The KD powdered formula tested herein is nutritionally complete and has been successfully
used in KDs, in Europe and in the United States of America, in patients with drug-resistant
epilepsy, but in Brazil has only recently become available. Although we describe a
small cohort of patients, this study was important to evaluate the acceptance of the
formula in our population, facilitating the introduction of an already well-established,
but not yet prescribed, treatment that is often misinterpreted by medical professionals,
dieticians and the general population as laborious and difficult to adhere to.
We observed only mild KD-related adverse events and they were not responsible for
diet discontinuation. Gradual KD initiation protocols are, in general, associated
with fewer and milder adverse events[14],[15]. One patient had an intense perineal rash by contact that resolved with immediate
hygiene after evacuation. This is the first report of this KD-related adverse event.
A well-balanced diet usually contains vitamins and minerals, but supplementation is
essential for children receiving the KD due to the limited quantities of fruits and
vegetables they can eat, making the use of a standard multivitamin necessary. Nevertheless,
ketogenic formulas are enriched with vitamins and minerals and supplementation may
not be necessary, depending on the amount of formula prescribed per day. Formula-based
KD can be used in enterally fed patients to facilitate KD management and reduces administration
mistakes in preparation when administered orally. Indeed, using a formula-based KD
is simpler for dieticians to calculate, requires less family teaching, ketosis is
easily maintained, and preparation errors are less common[3]. However, children with epilepsy usually have several daily appointments, such as
medical and nutritional consultations, tests, and therapies. Thus, homemade foods
may not always be a practical solution since they are highly perishable and ketogenic
formulas serve as a better dietary option for these patients. Moreover, introducing
a successful KD in the outpatient setting can also reduce medical costs, as well as
improving the quality of life of children with medically-refractory epilepsy as the
number of seizures subsides. A barrier to the use of the formula in Brazil is the
cost, making its use sporadic or limited to special situations.

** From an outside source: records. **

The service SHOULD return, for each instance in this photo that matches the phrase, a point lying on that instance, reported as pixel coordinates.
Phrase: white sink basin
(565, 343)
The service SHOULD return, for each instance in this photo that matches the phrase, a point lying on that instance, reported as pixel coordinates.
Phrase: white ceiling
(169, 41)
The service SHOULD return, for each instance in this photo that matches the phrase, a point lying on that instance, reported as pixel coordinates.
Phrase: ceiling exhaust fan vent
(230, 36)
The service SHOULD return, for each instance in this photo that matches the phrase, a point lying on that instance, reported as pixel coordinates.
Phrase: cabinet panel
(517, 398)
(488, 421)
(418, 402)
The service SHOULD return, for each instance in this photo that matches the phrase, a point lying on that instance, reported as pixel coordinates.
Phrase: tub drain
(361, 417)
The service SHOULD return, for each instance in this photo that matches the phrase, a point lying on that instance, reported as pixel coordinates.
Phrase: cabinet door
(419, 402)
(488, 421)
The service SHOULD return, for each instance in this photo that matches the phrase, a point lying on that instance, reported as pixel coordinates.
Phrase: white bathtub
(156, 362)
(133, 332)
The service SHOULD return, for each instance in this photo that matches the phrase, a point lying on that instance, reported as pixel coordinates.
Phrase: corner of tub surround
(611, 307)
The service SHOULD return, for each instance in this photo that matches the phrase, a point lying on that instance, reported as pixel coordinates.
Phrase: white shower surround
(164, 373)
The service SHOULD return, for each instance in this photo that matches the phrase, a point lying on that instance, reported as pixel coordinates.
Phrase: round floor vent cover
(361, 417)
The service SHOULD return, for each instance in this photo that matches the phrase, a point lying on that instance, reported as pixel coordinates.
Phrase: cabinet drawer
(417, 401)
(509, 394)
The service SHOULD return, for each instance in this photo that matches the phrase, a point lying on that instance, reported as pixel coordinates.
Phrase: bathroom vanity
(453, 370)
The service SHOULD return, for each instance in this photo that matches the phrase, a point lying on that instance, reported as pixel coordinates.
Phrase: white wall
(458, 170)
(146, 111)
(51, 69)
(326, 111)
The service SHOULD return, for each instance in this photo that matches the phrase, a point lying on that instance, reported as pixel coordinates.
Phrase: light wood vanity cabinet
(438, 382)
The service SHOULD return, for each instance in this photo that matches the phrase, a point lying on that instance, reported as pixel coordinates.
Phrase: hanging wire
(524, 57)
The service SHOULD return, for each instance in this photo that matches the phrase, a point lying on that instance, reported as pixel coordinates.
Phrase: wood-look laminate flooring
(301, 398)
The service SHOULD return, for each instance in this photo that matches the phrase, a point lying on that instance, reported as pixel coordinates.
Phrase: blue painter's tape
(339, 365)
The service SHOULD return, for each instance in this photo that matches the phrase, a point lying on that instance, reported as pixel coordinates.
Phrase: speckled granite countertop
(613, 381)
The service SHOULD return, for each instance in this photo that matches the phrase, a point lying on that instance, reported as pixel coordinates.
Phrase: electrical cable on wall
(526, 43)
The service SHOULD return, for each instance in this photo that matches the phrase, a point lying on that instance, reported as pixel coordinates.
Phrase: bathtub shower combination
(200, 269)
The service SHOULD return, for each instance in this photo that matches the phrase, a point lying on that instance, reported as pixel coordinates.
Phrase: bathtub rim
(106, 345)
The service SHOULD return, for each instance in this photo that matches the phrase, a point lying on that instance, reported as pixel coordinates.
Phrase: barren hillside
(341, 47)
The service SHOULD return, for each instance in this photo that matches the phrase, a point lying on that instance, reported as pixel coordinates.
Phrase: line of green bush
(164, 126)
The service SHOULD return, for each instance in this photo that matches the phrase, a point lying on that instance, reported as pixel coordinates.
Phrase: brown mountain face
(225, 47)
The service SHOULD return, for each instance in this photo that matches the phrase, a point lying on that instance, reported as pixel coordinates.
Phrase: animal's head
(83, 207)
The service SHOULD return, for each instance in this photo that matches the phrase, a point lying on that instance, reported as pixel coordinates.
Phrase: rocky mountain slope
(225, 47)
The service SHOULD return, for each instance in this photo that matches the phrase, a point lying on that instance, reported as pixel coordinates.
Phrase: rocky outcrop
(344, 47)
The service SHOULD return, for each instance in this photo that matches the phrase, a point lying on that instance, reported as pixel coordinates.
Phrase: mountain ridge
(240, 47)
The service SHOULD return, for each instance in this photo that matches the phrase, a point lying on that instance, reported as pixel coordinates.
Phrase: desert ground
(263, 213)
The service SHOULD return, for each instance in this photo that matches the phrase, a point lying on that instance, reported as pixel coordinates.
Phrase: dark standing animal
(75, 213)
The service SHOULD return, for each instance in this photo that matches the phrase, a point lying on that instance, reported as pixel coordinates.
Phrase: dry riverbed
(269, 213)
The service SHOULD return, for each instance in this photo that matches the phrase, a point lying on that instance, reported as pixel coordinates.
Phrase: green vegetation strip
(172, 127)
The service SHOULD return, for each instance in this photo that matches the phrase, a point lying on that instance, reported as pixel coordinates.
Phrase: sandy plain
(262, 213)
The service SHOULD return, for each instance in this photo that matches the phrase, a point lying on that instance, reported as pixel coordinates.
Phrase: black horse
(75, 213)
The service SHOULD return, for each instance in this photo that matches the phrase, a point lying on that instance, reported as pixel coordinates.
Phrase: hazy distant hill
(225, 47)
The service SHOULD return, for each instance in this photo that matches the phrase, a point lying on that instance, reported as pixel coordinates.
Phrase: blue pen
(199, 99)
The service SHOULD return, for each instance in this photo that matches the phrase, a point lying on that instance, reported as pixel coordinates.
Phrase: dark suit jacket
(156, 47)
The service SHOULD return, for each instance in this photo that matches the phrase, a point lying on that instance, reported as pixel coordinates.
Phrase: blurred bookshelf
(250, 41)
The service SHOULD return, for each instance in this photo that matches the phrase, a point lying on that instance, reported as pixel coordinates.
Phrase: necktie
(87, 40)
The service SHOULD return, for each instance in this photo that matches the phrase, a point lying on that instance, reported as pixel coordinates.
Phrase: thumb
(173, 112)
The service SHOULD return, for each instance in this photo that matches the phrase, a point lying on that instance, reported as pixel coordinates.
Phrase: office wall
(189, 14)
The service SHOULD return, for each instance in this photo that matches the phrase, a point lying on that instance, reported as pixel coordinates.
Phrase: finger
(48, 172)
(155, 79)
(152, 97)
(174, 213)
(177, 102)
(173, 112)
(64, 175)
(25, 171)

In conclusion, epilepsy can have a high impact on the quality of life in children
with intractable seizures and additional disabilities.
The ketogenic diet was effective in reducing the frequency of seizures and improving
cognition and the quality of life of patients.
Homemade foods are normally used in the KD, but ketogenic formulas can be recommended
to improve treatment acceptance and adherence.